Corresponde a la Corte establecer si la Superintendencia de Sociedades, vulneró las prerrogativas invocadas por los accionantes, al negar las solicitudes de nulidad del auto aprobatorio del proyecto de calificación de créditos y derechos de voto del proceso de reorganización, así como la posibilidad de incluir las acreencias hipotecarias dentro del trámite de liquidación judicial, o si por el contrario tal actuación denota razonabilidad que impida la intervención del juez excepcional.
2. De la tutela contra providencias judiciales.
La jurisprudencia de esta Corporación de manera invariable ha señalado, que por regla general esta acción no procede contra providencias judiciales y, por tanto, sólo en forma excepcional resulta viable para atacar tales decisiones, cuando con ellas se produzca vulneración a los derechos fundamentales de los asociados.
Los criterios que se han establecido para identificar las causales de procedibilidad en estos eventos se basan en el reproche que merece toda actividad judicial arbitraria, caprichosa, infundada o rebelada contra las preceptivas legales que rigen el respectivo juicio, con detrimento de los derechos fundamentales de las personas que han sometido la ventilación de sus conflictos a la jurisdicción.

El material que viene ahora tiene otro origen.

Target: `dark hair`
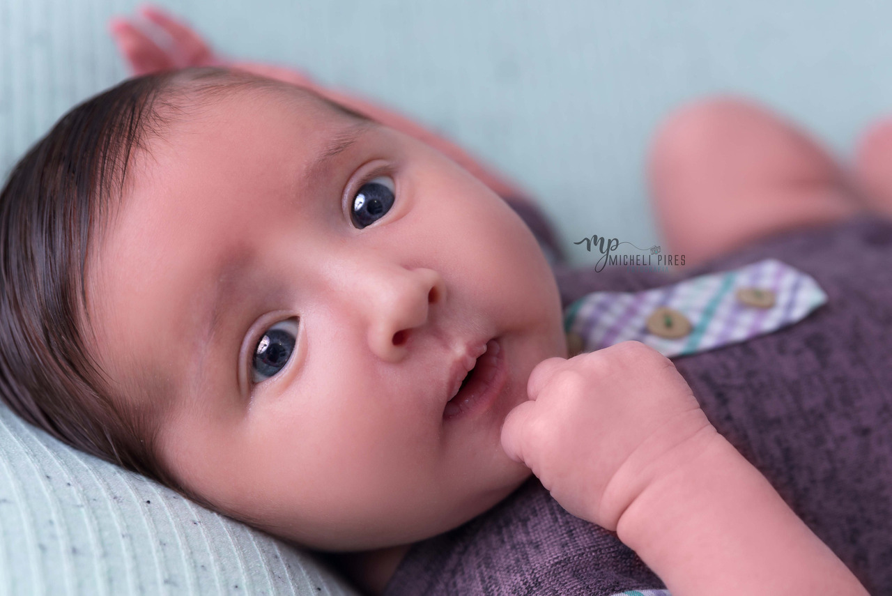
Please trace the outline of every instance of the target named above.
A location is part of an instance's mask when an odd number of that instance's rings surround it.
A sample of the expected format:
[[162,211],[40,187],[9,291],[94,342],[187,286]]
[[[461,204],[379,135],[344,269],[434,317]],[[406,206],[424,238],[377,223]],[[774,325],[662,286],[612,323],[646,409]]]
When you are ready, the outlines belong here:
[[127,393],[133,407],[121,408],[124,395],[116,394],[89,349],[88,249],[120,206],[128,167],[137,152],[147,153],[149,140],[161,138],[190,108],[233,89],[283,86],[218,67],[126,79],[64,114],[15,164],[0,191],[0,399],[69,445],[210,509],[158,457],[170,391],[164,377],[144,375],[132,383]]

De igual forma, es imprescindible que cuando se trate de una irregularidad procesal, ésta sea determinante o influya en la decisión; que el accionante identifique los hechos generadores de la vulneración; que la providencia discutida no sea una sentencia de tutela; y, finalmente, que se haya configurado alguno de los defectos de orden sustantivo, orgánico, procedimental, fáctico, material, error inducido, o se trate de una decisión sin motivación, que se haya desconocido el precedente constitucional o se haya violado directamente la Carta Política.
3. Del caso concreto.
Del estudio realizado a los argumentos de la presente reclamación y su cotejo con las piezas procesales adosadas al expediente, esta Sala establece que la desestimación del amparo será confirmada, comoquiera que la decisión reprochada no constituye yerro específico de procedibilidad, sino que obedece a un criterio jurídicamente razonable, lo cual impide su quebrantamiento mediante la implorada intervención del fallador constitucional.

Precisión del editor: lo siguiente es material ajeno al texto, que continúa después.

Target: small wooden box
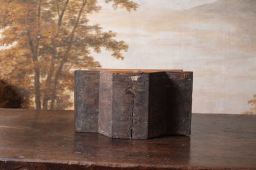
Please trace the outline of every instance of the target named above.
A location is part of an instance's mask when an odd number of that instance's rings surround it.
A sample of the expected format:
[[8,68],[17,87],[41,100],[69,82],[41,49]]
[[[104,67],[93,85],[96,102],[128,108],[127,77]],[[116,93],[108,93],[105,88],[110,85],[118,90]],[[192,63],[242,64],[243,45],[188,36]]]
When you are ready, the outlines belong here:
[[189,135],[193,72],[75,72],[76,131],[123,139]]

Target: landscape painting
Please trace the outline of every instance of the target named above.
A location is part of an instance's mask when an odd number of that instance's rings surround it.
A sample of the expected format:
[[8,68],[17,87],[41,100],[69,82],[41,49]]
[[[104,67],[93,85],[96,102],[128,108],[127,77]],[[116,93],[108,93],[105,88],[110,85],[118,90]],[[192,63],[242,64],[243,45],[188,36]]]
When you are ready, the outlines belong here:
[[159,69],[194,72],[193,113],[256,113],[256,1],[0,3],[1,108],[74,109],[76,69]]

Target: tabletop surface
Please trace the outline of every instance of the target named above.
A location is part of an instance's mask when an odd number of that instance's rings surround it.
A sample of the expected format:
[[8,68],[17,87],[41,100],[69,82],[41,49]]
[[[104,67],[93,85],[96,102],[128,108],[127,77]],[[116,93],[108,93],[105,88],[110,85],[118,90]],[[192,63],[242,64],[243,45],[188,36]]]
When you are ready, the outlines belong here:
[[256,169],[256,115],[193,114],[190,136],[76,133],[74,111],[0,109],[0,169]]

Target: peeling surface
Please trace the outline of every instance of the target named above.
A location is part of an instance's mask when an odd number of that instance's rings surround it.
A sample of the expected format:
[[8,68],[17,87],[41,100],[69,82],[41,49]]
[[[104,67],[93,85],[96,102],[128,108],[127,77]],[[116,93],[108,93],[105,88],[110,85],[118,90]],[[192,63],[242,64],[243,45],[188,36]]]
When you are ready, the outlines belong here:
[[140,76],[131,76],[131,80],[132,81],[138,81],[139,78],[140,78]]

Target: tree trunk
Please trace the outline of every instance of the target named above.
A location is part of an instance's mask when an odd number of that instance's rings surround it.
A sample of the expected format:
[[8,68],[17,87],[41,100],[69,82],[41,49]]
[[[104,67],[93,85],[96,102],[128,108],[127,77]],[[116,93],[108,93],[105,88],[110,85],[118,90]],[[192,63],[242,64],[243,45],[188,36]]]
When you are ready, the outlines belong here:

3.1. En efecto, tras indicar que «una irregularidad no prevista expresamente como causa de nulidad, deberá ser alegada mediante los mecanismos de impugnación contenidos en el régimen procesal que, para este caso, lo procedente es el recurso de reposición de acuerdo con lo consagrado en el parágrafo 1º del artículo 6, de la Ley 1116 de 2006», precisó que en virtud al «principio de taxatividad» aplicable que el ordenamiento jurídico, «en el presente caso, y conforme a las disposiciones legales citadas, advierte este juez de insolvencia que la causal genérica invocada por el apoderado de los nulitantes, esto es, la no inclusión de sus acreencias garantizadas con hipoteca dentro del proyecto de calificación y graduación de créditos tanto de la reorganización como de la liquidación no tiene asidero ni sustento jurídico, debido a que omitió señalar de manera expresa o especifica la causal contemplada en el artículo 133 del Código General del Proceso, al proponer el incidente de nulidad».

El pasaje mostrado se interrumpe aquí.